Revert Improve runner build failure reasons (!5531 - merged) and Ensure BuildErrors have FailureReason (!5676 - merged)
Why was this MR needed?
!5676 (merged) and !5531 (merged) created a probably unexpected outcome.
Jobs that get canceled during some of the predefined steps that were wrapped with asRunnerSystemFailure() are now reported back to GitLab as failure_type=runner_system_failure.
That created a negative effect on our Hosted Runners alerting, where any runner_system_failure is treated as an incident indicator.
It's really hard to reproduce it, as there is a lot of concurrency and job canceling is detected by sending trace patches, but so far we see an elevated number of runner_system_failures that happen in such way:
- Job is transitioned to running and assigned to the runner
- Runner starts execution.
- In the meanwhile user force-cancel the job
- Job is not actively viewed through the UI, so Runner sends patches each 30 seconds - this is the interval in which it is able to detect that the job was canceled
- Because of that, job is still executed by the runner - it approaches the get_sources step
- Git request is initiated and it fails, as on GitLab side the job is already canceled so the token is already invalid.
- Failure is detected, job termination is initiated and the RunnerSystemFailure is assigned per https://gitlab.com/gitlab-org/gitlab-runner/blob/3b1118efc6b2f3cfe113c6b03e15ed623607f876/common/build.go#L537
- Final update approach is made and at this moment runner detects the job was canceled. But that doesn't change the failure reason.
- Job is finished. In GitLab it's already marked as canceled, but now it also gets the failure reason assigned.

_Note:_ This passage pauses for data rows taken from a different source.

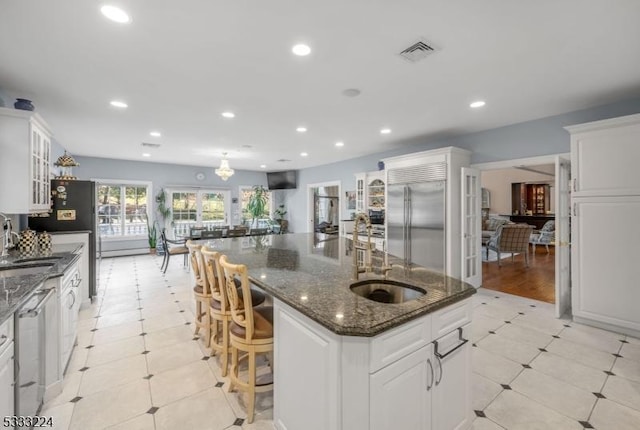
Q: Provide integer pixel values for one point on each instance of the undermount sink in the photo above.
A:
(26, 260)
(386, 291)
(33, 269)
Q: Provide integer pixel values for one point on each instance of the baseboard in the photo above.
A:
(124, 252)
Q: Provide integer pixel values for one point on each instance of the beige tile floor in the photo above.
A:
(138, 366)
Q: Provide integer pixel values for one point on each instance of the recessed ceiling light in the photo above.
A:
(115, 14)
(119, 103)
(351, 92)
(301, 50)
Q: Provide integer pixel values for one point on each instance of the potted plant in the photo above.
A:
(257, 204)
(152, 236)
(163, 210)
(279, 215)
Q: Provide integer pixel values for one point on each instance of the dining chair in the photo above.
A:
(237, 232)
(201, 291)
(250, 332)
(219, 309)
(172, 247)
(211, 234)
(511, 238)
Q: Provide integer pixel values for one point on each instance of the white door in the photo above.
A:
(563, 236)
(471, 229)
(401, 393)
(605, 269)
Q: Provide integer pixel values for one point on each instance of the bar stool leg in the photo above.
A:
(251, 406)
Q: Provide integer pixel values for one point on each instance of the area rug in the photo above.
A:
(493, 256)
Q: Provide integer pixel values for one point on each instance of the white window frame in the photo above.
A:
(123, 183)
(199, 192)
(243, 188)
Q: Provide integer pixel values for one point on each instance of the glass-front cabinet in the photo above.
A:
(375, 195)
(25, 165)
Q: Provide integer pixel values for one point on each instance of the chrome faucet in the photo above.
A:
(357, 246)
(6, 233)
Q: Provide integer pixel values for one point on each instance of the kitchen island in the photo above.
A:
(342, 361)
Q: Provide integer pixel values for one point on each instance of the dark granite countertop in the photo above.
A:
(15, 290)
(312, 272)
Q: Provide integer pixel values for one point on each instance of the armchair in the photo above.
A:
(544, 236)
(511, 238)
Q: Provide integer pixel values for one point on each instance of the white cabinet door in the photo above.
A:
(305, 367)
(25, 145)
(360, 192)
(605, 157)
(605, 269)
(451, 403)
(7, 407)
(401, 393)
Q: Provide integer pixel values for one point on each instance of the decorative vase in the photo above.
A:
(27, 242)
(23, 104)
(44, 241)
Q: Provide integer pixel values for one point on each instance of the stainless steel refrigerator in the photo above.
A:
(73, 205)
(416, 223)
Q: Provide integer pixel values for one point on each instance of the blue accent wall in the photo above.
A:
(543, 136)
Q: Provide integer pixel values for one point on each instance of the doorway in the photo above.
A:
(547, 278)
(324, 207)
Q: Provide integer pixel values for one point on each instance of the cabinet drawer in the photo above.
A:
(450, 318)
(399, 342)
(6, 333)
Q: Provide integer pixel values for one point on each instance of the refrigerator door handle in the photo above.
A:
(408, 242)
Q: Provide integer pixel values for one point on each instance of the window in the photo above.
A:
(122, 209)
(247, 218)
(205, 208)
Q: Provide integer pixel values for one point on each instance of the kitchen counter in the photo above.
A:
(535, 220)
(312, 273)
(16, 290)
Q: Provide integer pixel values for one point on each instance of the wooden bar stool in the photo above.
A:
(219, 310)
(251, 332)
(201, 291)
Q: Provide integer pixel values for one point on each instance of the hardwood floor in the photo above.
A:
(535, 282)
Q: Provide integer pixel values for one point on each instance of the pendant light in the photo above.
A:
(224, 171)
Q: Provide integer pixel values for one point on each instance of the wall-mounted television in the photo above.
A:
(285, 180)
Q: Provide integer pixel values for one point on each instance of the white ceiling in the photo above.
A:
(179, 64)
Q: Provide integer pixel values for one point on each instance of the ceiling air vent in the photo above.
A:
(417, 51)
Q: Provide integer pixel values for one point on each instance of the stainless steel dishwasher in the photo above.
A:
(30, 351)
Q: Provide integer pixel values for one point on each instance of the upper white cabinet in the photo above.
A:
(605, 157)
(604, 223)
(454, 159)
(361, 179)
(25, 165)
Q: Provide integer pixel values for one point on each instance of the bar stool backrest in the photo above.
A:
(241, 308)
(197, 265)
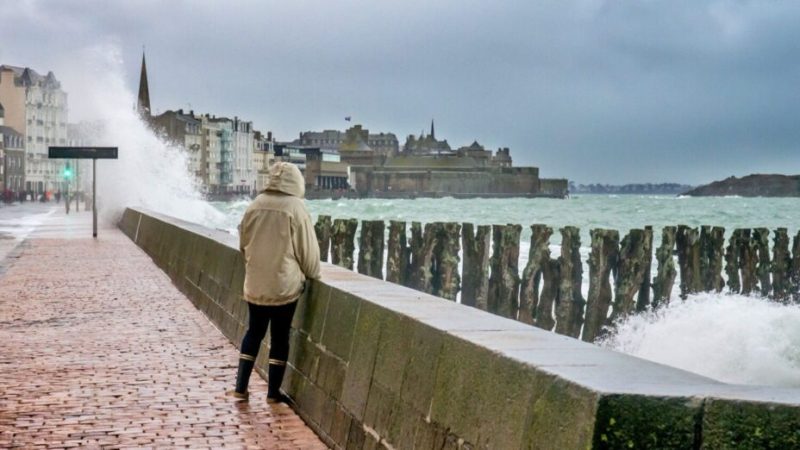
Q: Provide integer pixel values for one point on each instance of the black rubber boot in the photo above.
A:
(275, 373)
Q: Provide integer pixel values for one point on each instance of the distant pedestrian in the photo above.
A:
(281, 253)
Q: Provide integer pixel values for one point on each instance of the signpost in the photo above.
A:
(93, 153)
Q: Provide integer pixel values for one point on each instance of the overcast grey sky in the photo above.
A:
(594, 91)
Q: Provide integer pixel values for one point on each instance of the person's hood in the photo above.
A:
(286, 177)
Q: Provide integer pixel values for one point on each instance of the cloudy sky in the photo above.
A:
(595, 91)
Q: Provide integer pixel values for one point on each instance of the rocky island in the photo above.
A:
(756, 185)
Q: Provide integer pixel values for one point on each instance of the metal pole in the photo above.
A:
(94, 197)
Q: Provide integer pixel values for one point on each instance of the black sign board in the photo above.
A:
(82, 152)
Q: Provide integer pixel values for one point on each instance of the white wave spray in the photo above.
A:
(149, 173)
(731, 338)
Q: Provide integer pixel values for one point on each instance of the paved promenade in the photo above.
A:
(99, 350)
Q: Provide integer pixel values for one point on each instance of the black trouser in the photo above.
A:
(279, 321)
(280, 318)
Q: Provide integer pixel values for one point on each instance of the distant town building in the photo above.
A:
(324, 170)
(12, 157)
(220, 151)
(426, 145)
(243, 170)
(143, 99)
(382, 144)
(36, 107)
(185, 131)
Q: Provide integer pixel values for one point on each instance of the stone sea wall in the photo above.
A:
(378, 365)
(547, 291)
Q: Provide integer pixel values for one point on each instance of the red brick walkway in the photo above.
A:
(99, 350)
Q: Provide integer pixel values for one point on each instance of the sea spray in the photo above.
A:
(149, 173)
(731, 338)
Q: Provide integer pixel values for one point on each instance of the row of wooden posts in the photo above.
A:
(548, 294)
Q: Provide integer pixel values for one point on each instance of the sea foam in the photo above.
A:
(731, 338)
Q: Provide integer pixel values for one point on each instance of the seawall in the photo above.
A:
(374, 364)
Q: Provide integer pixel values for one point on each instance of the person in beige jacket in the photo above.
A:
(281, 252)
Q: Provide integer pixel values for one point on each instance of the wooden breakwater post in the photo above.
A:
(665, 271)
(504, 278)
(643, 296)
(538, 256)
(397, 253)
(343, 242)
(603, 258)
(570, 302)
(323, 231)
(631, 271)
(764, 265)
(712, 243)
(794, 274)
(687, 243)
(781, 266)
(733, 262)
(475, 282)
(446, 279)
(370, 248)
(422, 246)
(748, 260)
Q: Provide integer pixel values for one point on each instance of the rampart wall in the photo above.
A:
(378, 365)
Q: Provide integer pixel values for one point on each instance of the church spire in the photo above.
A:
(143, 104)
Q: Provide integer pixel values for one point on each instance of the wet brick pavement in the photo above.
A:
(99, 350)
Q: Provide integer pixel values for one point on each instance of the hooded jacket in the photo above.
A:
(277, 239)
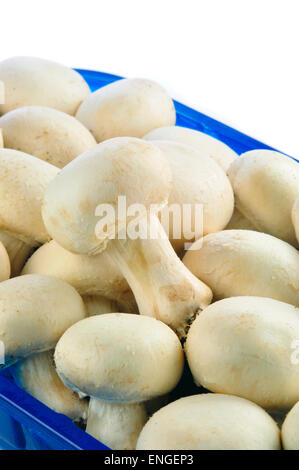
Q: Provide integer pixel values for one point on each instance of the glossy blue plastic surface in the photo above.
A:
(25, 423)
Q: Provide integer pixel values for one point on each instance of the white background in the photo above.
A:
(233, 59)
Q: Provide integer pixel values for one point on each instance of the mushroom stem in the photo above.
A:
(17, 250)
(116, 425)
(163, 287)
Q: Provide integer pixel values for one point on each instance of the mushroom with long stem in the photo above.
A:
(162, 285)
(120, 361)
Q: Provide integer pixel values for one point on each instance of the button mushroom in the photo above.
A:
(244, 262)
(128, 107)
(35, 311)
(210, 422)
(295, 217)
(37, 375)
(243, 346)
(90, 275)
(214, 148)
(197, 180)
(266, 185)
(162, 285)
(46, 133)
(119, 360)
(290, 429)
(33, 81)
(23, 180)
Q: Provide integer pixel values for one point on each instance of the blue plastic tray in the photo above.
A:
(25, 423)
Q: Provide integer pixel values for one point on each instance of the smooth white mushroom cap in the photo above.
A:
(37, 375)
(122, 166)
(243, 346)
(239, 222)
(128, 107)
(210, 422)
(4, 263)
(266, 185)
(46, 133)
(214, 148)
(245, 262)
(120, 358)
(290, 429)
(23, 181)
(295, 217)
(90, 275)
(35, 311)
(197, 179)
(33, 81)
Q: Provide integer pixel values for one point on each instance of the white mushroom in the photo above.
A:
(37, 375)
(90, 275)
(244, 262)
(266, 185)
(214, 148)
(33, 81)
(245, 346)
(162, 285)
(97, 305)
(119, 360)
(46, 133)
(197, 180)
(128, 107)
(23, 180)
(35, 311)
(290, 429)
(210, 422)
(295, 217)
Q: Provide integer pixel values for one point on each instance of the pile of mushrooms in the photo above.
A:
(96, 323)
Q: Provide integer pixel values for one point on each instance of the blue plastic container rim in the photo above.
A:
(56, 430)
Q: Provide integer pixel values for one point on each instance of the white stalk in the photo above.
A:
(163, 287)
(116, 425)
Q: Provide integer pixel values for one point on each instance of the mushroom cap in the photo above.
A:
(127, 107)
(90, 275)
(239, 222)
(35, 311)
(120, 358)
(266, 185)
(4, 263)
(46, 133)
(23, 181)
(290, 429)
(245, 262)
(295, 217)
(243, 346)
(33, 81)
(210, 422)
(197, 179)
(214, 148)
(37, 375)
(123, 166)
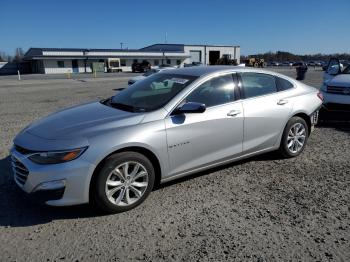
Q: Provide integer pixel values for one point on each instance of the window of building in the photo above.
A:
(283, 84)
(60, 64)
(216, 91)
(255, 84)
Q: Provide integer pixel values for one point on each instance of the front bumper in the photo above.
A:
(55, 184)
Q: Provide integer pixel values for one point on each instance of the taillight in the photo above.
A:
(320, 96)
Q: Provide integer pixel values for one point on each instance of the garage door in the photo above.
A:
(196, 56)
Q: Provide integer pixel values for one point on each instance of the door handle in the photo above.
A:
(282, 102)
(233, 113)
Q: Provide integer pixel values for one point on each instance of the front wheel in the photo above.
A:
(294, 137)
(123, 183)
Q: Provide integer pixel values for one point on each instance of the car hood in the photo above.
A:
(137, 78)
(342, 80)
(82, 121)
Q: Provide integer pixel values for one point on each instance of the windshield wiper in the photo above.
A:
(126, 107)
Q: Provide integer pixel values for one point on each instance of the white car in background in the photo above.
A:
(148, 73)
(336, 91)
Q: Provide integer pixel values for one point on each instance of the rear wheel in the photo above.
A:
(294, 137)
(124, 182)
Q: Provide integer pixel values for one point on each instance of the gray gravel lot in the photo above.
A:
(260, 209)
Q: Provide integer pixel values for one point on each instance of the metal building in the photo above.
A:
(81, 60)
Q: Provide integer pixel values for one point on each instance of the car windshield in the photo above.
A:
(151, 93)
(346, 70)
(150, 72)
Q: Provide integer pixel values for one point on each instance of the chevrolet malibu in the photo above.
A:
(111, 153)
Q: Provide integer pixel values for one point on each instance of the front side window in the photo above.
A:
(283, 84)
(216, 91)
(151, 93)
(256, 84)
(60, 64)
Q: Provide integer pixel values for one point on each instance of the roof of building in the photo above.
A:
(207, 70)
(156, 48)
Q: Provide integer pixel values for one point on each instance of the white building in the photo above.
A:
(80, 60)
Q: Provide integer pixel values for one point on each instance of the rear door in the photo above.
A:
(200, 139)
(266, 111)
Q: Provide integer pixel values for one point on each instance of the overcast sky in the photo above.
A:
(297, 26)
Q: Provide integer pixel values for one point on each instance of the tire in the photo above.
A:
(127, 195)
(292, 147)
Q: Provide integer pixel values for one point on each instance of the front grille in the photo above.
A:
(24, 151)
(338, 90)
(20, 172)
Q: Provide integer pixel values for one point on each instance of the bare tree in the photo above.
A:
(18, 55)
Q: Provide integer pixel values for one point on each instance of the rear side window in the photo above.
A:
(216, 91)
(256, 84)
(283, 84)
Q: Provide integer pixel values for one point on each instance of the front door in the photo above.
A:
(75, 66)
(200, 139)
(265, 111)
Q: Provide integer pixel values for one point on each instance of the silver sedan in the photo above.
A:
(112, 152)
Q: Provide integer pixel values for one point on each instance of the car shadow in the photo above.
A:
(17, 210)
(342, 126)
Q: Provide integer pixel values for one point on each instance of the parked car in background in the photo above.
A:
(300, 63)
(287, 63)
(193, 64)
(274, 63)
(171, 124)
(167, 66)
(148, 73)
(336, 91)
(140, 67)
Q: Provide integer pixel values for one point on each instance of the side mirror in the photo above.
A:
(333, 70)
(190, 107)
(333, 67)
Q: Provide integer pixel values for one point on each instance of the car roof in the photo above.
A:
(208, 70)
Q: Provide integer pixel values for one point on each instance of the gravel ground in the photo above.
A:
(260, 209)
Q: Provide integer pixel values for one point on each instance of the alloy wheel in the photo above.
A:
(127, 183)
(296, 138)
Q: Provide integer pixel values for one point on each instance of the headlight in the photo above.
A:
(57, 156)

GitLab is very likely not exposing that neither in UI nor API if the state is set to canceled. But:
- the failed jobs metric in Runner with the
runner_system_failurelabel is increased (which in cases like ours - when some threshold is reached - triggers alerting an infrastructure incident) - the failure reason is logged in runner logs, giving false feeling of the system state
- in the job it's also marked as Job failed (system failure): making user confused and basically lying, as in this case that was not the system failure but the job canceled and that not being detected fast enough by the Runner.